The moves solidified Thursfield and Padilla as the top Ford executives besides William Clay Ford Jr. and Nicholas V. Scheele, the company’s chief operating officer. It also separated the company’s automotive operations into two clear reporting groups.
“By elevating the leaders of the company’s two automotive units, we’re further sharpening the focus on our core business,” William Clay Ford Jr. said.
As part of his expanded duties, Thursfield will oversee the company’s Premier Automotive Group, the luxury unit that includes Volvo, Aston Martin, Jaguar and Land Rover and is considered crucial to the company’s turnaround plan. Thursfield will also oversee another Ford unit, Mazda, in his new capacity.
The additional duties make Thursfield a busy man. He already serves as chairman and chief executive of Ford of Europe and oversees operations in the Asia Pacific and South America. And he has a prominent role in the entire company as head of global purchasing.
Much speculation has focused on the increasing prominence of Thursfield, if for no other reason than analysts see him as a tough-minded cost cutter at a time when Ford Motor desperately needs such a person.
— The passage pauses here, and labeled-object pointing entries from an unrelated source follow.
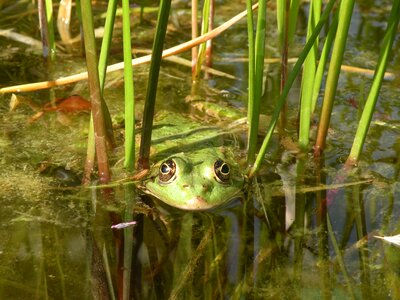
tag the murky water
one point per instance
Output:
(306, 229)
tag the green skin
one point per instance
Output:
(196, 168)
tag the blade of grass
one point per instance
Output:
(95, 92)
(102, 68)
(370, 104)
(202, 48)
(148, 113)
(137, 61)
(285, 92)
(308, 78)
(345, 13)
(323, 60)
(251, 90)
(194, 34)
(129, 162)
(255, 95)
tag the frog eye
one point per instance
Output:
(167, 170)
(222, 170)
The company, which lost $ 5.5 billion last year, reiterated Thursday that its fourth quarter net income will be less than the 12 cents a share it earned in the third quarter.
That was not a surprise to Wall Street, but Stephen Girsky, an auto industry analyst with Morgan Stanley, said it was further evidence that Ford Motor’s restructuring program was failing to gain traction.
“For a company to earn less in the fourth quarter than in the third quarter is very unusual in this business,” he said. Car companies generally incur their heaviest expenses for new vehicles in the third quarter, while the fourth quarter is one of the strongest periods of the year for sales.
In contrast to turnaround efforts at Chrysler and Nissan, both of which showed quick results, “this plan is slow in getting started,” Girsky added.